Les preuves de l’existence de Dieu n’ont jamais convaincu que ceux qui l’étaient déjà. Elles présupposent en effet ce que l’on prétend démontrer. La question de Dieu est si fondamentale que le fait de la poser est en réalité inséparable d’une conscience de Dieu qui précède notre interrogation. Avoir l’idée de Dieu n’est pas le résultat d’une démonstration, mais sa condition. Cela dit, les preuves de l’existence de Dieu ont au moins l’avantage de souligner la pertinence de l’idée de Dieu. Croire en Dieu n’est pas nécessairement insensé, comme le pensent certains. Le seul fait que l’homme ne puisse pas échapper à cette question, qu’on puisse même voir dans notre élan vers la Transcendance le propre de notre humanité, souligne la crédibilité et non l’absurdité de la foi en Dieu.

Il y a un grave danger à vouloir prouver Dieu : celui d’en faire une existence comme n’importe quelle autre. Or si Dieu est compris comme l’être par excellence, comme le fondement de tous les êtres, il ne saurait devenir simplement, au cœur de nos raisonnements et discours, un être parmi les autres. Nous ne devons pas parler de Dieu comme d’un objet simplement constatable et maîtrisable. Nous venons de voir en effet que Dieu n’est l’objet de nos pensées que parce qu’il en est d’abord le sujet. Dieu est toujours plus que « Dieu » ; il est au-dessus ou au-delà de tous nos mots, de toutes nos paroles, de toutes nos pensées à son sujet. Quand je dis « Dieu », ce n’est déjà plus Dieu que je dis. Comprendre Dieu serait le dominer, d’où la nécessité des symboles dans tout langage religieux qui se veut respectueux de la Transcendance.

De toute façon, si l’on parvenait à prouver l’existence de Dieu, il n’y aurait plus de raison de croire en lui. On ne croit pas ce qui est démontré, on le sait. La meilleure manière de refuser la foi en Dieu consiste donc à prouver son existence. L’athéisme ne revient pas seulement à contester l’existence de Dieu, mais aussi à affirmer Dieu dans le cadre d’un savoir pareil aux autres. C’est la raison pour laquelle, Paul Tillich écrit ces mots à première vue déroutants : « Dieu n’existe pas. Il est l’être-même au-delà de l’essence et de l’existence. En conséquence, prouver que Dieu existe revient à le nier. » (Théologie systématique II)

Dieu relatif

Dieu, le Dieu de la Bible, n’est pas absolu au sens où nous entendons le plus souvent ce mot.

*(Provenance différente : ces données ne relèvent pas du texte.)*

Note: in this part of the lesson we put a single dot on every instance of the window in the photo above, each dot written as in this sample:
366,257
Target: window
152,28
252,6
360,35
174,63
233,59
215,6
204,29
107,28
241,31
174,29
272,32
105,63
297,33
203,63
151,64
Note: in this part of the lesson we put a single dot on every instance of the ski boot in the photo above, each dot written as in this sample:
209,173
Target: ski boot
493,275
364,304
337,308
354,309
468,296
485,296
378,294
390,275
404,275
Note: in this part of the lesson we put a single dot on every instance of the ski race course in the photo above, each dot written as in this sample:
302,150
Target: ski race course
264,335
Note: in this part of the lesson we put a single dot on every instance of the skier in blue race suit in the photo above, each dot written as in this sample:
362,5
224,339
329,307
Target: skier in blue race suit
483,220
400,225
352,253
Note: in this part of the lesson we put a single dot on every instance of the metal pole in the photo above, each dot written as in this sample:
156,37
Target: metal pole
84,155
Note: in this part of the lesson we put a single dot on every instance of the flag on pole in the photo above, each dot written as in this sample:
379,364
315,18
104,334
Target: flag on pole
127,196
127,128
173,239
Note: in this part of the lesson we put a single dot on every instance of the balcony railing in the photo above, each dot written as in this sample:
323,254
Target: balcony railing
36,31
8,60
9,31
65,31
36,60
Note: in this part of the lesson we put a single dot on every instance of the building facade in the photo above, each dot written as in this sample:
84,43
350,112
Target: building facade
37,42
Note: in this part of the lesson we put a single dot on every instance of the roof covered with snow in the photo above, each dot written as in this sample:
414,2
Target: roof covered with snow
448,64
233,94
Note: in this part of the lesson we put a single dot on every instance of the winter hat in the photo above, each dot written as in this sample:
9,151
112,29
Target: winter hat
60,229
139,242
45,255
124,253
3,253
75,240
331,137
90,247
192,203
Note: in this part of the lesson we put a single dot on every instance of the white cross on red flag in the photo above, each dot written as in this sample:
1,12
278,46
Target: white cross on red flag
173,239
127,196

Il n’est pas un absolu immobile et fixe, embaumé dans son éternité, rejeté au début de l’histoire de l’univers au point qu’il ne nous concerne plus. Nous parlerons alors de l’existence de Dieu pour dire son histoire avec nous, pour dire et redire le Dieu de Jésus-Christ, pour exprimer le paradoxe d’un Dieu, qui s’est manifesté dans celui que Wilfred Monod aimait appeler « le héros des évangiles », qui a « marché, lutté, souffert et chanté parmi nous » (Charles Wagner). Parler ainsi de l’existence de Dieu nous situe sur un registre tout autre que celui des preuves de l’existence de Dieu ou de celui qui nous conduit à voir en Dieu le fondement créateur de tout ce qui est, l’être par excellence que ne saurait caractériser, par conséquent, une simple existence. Ce Dieu-là, ce Dieu des Écritures et de l’Évangile, est un Dieu pour l’homme et avec lui. « Avec » est, à bien des égards, le mot le plus important de toute la Bible. Il raconte en effet Dieu avec l’homme, l’homme avec Dieu et chacun de nous avec l’autre ; il exprime l’amour de Dieu et du prochain. Dieu devient alors celui d’une rencontre, d’un dialogue possible, en un mot : d’une relation. Il faut percevoir tout ce qu’il y a de positif dans l’affirmation selon laquelle ce Dieu en relation est par conséquent un Dieu relatif, à savoir, précisément, en relation avec nous. Il est très significatif que, d’après l’évangile de Matthieu, Jésus ait reçu le surnom d’Emmanuel (Mt 1,23) qui veut dire Dieu avec nous.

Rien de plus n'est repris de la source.